J’ai donné naissance à un garçon, tout petit et un peu tôt. Il a été malade, il a été opéré, hospitalisé. Il n’était pas le petit bébé parfait, mais ça n’avait aucune importante. De toute façon, je ne voulais pas de la perfection. Est-ce que c’était de ma faute encore. Je ne sais pas, et ça non plus ça n’avait pas d’importance. Ce petit garçon a maintenant 11 ans et il est en pleine forme. Il grandit un peu trop vite et il a trois frères et soeurs. Parce que j’ai donné naissance à quatre enfants en six ans. Mon corps a repris le dessus et m’a donné ce dont je rêvais le plus. Merci! Là encore la nature et le destin avaient choisi pour nous. Je ne suis pas parti en vacances. Je n’ai pas levé les jambes. J’ai encore moins arrêté d’y penser.

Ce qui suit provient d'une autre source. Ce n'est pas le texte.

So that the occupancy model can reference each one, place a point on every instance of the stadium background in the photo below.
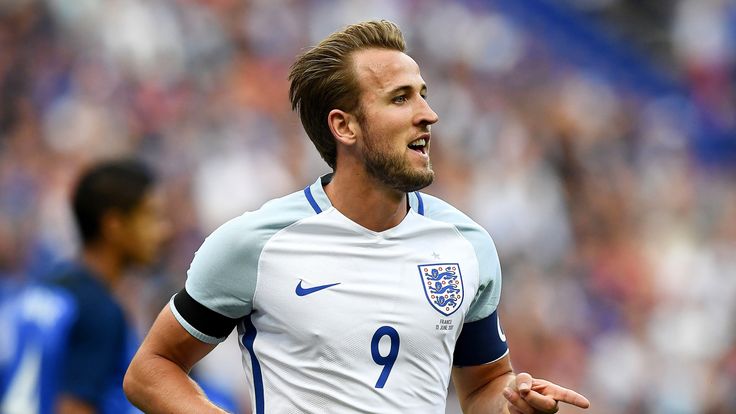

Au fond, je ne sais pas pourquoi et je ne sais pas ce que j’ai fait de plus ou de moins. Ai-je vraiment besoin de savoir?
Malheureusement, cette histoire ne finit pas toujours bien pour toutes les femmes, et les hommes. Le désir d’enfanter et la peine de ne pas y arriver est sans nom. Ça arrache le coeur et brise pour toujours une partie de nous.
Il y a des 18 mois, des 2 ans, des 4 ans d’attente. Il y aussi ceux qui attendront pour toujours parce que même la science n’y pourra rien. Cette petite chose si simple qui prend du temps, qui ne vient pas comme prévu, qui se laisse attendre ou qui ne vient tout simplement pas. Cette toute petite chose que l’on rêve de tenir dans nos bras et qui changera notre vie à jamais. Cette toute petite chose, qui grandira beaucoup trop vite : Notre enfant!
Cette histoire était la mienne, un peu. Dans un deuxième article, je raconterai l’histoire de d’autres : Trois mamans extraordinaires qui ont attendu et espéré. Trois mamans qui ont réalisé!
2 réponses sur « Quand bébé se fait attendre : Mon histoire! »
Très touchant, merci du partage!
Allez-vous partager l’histoire de femmes qui attendent depuis toujours ? Années après années. Traitements après traitement. Apres 9 ans, je ne suis toujours pas « maman », mais j’ai été enceinte quelques semaines, le temps d’y croire juste assez pour que ça me brise. Vous pouvez m’écrire si vous le souhaitez.